Throughout the course of your professional life, there may have been more than a handful of people who were big burdensome loads. They demand more than what you can offer, ultimately leading to their dissatisfaction and the bogging down of your company’s progress.
You may have been taught that you have little to no choice in picking customers; however, if a customer is so difficult that he or she becomes the sole focus of your business, and that, in turn, your business suffers a major productivity slow-down, then maybe you should end your business relationship with him or her.
Challenging customers would always be there, whether you like it or not, so it’s best to keep in mind three things which could help in dealing with them.
The Customer Isn’t Always Right
Yes, the customer is fallible – most especially if he or she is eating up a lot of your time and resources for a cause which most probably isn’t going to benefit the business.

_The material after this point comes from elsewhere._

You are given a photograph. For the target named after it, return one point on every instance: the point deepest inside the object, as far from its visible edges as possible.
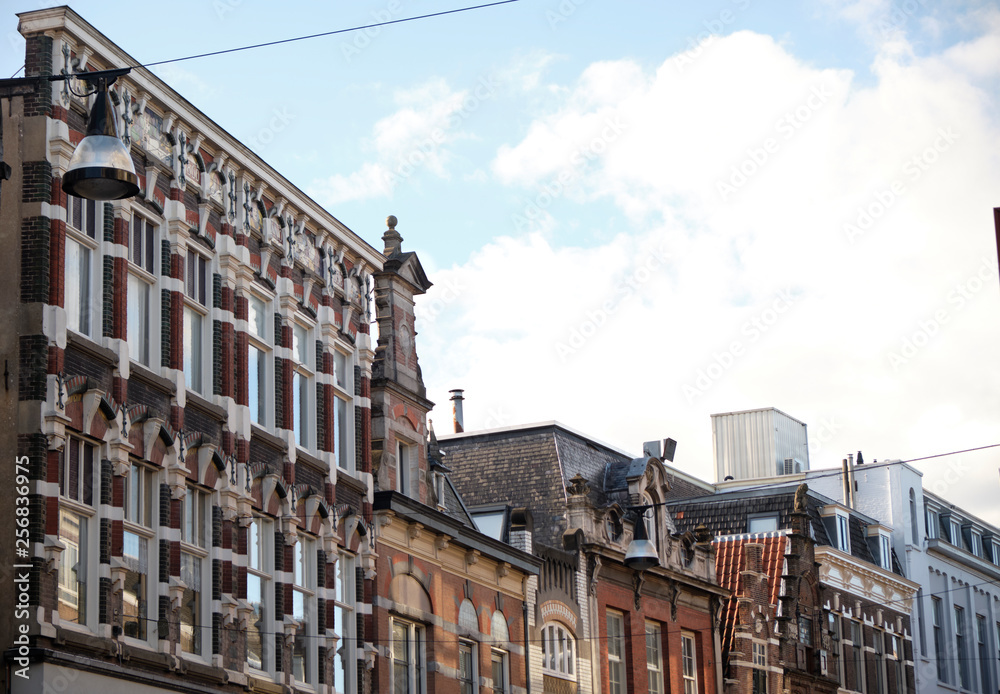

Set what is reasonable for your business and try to keep your customer within that reason. Explain to the customer their request and let them understand the reasons why you couldn’t comply with it.
Honesty is, after all, the best policy; and it’s better losing one customer instead of losing your entire business because of one customer who demanded things which were out of your reach.
Get Rid of Heavy Loads
You cannot just bend to your customer’s demands and give what they want to receive especially if your business would not have a long term benefit from them.
It’s hard to let go of one customer, especially since it’s still business, but think of the consequences if you let him or her stay with you. If a customer is practically asking for your entire business for his or her one project, then it’s best to axe him or her off.
You may be worrying that your business might be put in your client’s colleagues’ blacklist, but some people may even applaud you for your integrity to keep your business up and running.
At times when customers are becoming abusive towards your staff, you should be quick to respond and defend them against the abusive client. It’s all about reciprocation – if you want your staff to be nice to your clients, be nice to them first.